Motor entgegen der Drehrichtung drehen. (ca. 120 Grad) Motor wieder in Drehrichtung drehen und kontrollieren ob der Zündfunke an der 1. Kerze überspringt, wenn der Magnet schnappt. Macht er das, ist die meiste Arbeit schon erledigt.

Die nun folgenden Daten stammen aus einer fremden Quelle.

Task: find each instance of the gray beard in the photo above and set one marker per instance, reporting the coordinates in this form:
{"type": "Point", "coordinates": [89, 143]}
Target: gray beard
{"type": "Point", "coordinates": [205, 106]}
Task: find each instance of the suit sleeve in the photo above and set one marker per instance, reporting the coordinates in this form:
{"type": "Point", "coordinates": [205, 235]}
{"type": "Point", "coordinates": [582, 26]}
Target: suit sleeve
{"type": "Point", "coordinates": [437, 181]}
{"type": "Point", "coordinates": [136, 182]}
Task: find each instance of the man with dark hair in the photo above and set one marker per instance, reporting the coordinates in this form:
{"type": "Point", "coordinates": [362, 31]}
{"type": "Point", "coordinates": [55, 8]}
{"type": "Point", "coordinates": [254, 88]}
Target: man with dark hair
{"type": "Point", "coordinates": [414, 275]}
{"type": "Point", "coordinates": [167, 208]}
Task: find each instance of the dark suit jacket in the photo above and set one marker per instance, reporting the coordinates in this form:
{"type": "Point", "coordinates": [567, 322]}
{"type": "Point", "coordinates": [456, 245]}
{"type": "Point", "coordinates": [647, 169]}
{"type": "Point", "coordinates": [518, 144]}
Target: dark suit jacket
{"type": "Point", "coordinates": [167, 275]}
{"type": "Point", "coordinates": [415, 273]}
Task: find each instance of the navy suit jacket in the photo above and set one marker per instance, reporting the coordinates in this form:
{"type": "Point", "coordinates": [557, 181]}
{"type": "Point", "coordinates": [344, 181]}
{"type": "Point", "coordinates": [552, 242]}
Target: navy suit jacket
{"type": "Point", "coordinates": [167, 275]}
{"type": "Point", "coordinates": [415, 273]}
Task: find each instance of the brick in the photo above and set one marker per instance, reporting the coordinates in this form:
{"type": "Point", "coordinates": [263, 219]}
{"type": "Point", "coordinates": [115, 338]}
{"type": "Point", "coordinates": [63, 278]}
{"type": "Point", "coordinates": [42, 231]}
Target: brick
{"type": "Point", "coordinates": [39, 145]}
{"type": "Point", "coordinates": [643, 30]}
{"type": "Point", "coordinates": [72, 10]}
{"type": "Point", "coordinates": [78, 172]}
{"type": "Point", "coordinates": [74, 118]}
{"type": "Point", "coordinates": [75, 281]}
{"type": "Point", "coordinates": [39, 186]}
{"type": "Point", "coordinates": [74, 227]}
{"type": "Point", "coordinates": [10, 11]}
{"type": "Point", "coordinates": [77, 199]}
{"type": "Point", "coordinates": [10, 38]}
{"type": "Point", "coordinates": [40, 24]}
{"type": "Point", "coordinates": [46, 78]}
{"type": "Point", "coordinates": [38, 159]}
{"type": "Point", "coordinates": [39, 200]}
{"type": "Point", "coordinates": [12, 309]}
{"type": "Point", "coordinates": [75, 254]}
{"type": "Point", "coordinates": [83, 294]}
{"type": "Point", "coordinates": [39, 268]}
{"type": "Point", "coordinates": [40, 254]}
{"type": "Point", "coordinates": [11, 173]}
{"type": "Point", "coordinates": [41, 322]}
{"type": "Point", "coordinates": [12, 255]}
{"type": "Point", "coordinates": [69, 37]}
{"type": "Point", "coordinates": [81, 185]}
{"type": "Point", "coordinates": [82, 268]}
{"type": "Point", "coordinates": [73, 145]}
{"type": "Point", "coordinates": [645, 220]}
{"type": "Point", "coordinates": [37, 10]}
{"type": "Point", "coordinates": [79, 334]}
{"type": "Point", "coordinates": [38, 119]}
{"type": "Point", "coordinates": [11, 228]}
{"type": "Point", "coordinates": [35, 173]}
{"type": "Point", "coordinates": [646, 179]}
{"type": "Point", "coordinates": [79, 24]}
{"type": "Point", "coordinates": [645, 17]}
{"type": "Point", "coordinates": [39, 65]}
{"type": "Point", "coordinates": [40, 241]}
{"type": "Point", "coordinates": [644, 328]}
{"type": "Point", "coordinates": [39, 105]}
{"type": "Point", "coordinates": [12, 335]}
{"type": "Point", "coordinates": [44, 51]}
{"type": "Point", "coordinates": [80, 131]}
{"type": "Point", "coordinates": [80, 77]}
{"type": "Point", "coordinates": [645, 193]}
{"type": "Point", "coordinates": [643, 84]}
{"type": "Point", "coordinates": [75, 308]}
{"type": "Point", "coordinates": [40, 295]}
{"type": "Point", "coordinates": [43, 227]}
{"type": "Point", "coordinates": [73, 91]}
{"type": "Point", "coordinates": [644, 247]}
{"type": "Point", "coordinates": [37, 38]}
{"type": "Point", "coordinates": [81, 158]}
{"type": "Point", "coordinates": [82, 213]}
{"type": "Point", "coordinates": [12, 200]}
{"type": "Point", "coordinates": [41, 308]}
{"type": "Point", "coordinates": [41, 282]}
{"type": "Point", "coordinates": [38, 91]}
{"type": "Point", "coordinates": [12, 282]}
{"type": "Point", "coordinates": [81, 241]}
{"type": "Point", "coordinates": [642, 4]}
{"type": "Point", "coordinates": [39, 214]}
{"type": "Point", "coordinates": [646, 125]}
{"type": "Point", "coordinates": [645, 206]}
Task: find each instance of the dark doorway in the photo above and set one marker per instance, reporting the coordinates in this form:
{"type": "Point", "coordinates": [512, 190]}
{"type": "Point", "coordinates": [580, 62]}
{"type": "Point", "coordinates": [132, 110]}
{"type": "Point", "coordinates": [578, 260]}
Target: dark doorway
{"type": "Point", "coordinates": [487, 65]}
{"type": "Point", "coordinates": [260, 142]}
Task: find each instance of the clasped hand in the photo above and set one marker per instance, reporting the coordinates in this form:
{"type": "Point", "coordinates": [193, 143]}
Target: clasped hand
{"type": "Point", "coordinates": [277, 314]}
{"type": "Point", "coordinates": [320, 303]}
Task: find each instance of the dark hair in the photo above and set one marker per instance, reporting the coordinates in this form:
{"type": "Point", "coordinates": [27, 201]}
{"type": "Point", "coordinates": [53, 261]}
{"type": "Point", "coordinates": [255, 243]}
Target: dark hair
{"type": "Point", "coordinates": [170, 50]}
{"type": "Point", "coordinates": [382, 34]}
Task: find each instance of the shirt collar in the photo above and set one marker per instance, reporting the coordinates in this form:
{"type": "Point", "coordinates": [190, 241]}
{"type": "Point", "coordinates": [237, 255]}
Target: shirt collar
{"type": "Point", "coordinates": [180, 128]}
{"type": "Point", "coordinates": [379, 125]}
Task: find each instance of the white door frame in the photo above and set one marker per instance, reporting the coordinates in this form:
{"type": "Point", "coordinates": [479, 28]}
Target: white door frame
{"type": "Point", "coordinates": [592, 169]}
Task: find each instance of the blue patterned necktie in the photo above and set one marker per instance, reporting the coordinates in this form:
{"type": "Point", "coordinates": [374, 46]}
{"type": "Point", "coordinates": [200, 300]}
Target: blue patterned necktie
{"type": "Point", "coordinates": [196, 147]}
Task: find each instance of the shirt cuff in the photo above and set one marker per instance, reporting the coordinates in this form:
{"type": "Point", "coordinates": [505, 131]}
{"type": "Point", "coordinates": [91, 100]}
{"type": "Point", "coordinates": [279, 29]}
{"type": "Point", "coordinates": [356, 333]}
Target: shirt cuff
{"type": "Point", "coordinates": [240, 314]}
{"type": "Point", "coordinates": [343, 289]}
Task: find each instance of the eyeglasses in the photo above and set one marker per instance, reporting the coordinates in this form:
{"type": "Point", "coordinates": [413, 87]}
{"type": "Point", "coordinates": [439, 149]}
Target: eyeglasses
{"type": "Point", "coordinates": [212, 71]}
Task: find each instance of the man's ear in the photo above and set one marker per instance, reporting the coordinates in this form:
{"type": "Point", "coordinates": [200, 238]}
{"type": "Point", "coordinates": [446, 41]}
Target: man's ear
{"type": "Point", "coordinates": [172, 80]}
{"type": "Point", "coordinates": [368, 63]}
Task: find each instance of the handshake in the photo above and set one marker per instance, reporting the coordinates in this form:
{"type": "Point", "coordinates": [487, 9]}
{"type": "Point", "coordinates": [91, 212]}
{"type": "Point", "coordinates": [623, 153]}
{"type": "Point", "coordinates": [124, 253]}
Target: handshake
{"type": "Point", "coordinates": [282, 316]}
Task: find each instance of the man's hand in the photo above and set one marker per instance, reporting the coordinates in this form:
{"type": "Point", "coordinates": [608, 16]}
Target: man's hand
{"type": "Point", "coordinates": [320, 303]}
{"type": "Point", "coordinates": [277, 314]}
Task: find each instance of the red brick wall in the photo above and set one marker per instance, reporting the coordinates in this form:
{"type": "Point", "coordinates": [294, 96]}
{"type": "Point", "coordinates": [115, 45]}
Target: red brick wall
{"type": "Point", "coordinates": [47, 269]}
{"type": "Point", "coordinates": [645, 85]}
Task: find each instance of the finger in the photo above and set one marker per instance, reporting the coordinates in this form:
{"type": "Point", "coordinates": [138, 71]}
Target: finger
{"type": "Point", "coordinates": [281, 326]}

Mit einem Zündzeitpunkteinstellgerät von Limbach, Slick oder anderen Herstellern den Zündzeitpunkt von 25 Grad vor OT (oberer Totpunkt) ein-
stellen.

Entweder ist auf der Starterscheibe oder woanders eine Markierung für den Zündzeitpunkt angebracht. Sollte das nicht der Fall sein gehen wir folgendermaßen vor. Dem Motor auf OT stellen. Hier wieder die Suche mit dem Stift durch das Kerzenloch. Einen Zahn des Anlasserkranzes zeichnen und eine Markierung am Gehäuse machen. Steht der Motor auf OT, stehen auch die beiden Markierungen übereinander.

Nun 9 Zähne des Anlasserkranzes entgegen der Drehrichtung abzählen und den neunten Zahn ebenfalls zeichnen. Am besten mit roter Farbe. Das ist der Zündzeitpunkt. (25 Grad)
Zündzeitpunktmarkierung durch drehen des Motors mit der Markierung am Gehäuse in Übereinstimmung bringen.
Den Magneten jetzt von Hand drehen, bis die Leuchtdioden oder der Piepser, das ist von Gerät zu Gerät unterschiedlich, den Zündzeitpunkt angeben.


Die Schrauben der Magnethalterung festziehen und die Kurzschlusskabel am Magneten anbringen.
Die Zündkerze des 1. Zylinders wieder montieren und mit 20Nm anziehen.
Alle Zündkabel auf die Kerzen stecken und Standlauf durchführen. Wenn alle Punkte der Einbauanleitung befolgt wurden, müsste der Motor laufen. Wenn nicht, dann das ganze Spielchen noch mal. Irgendwann klappt es.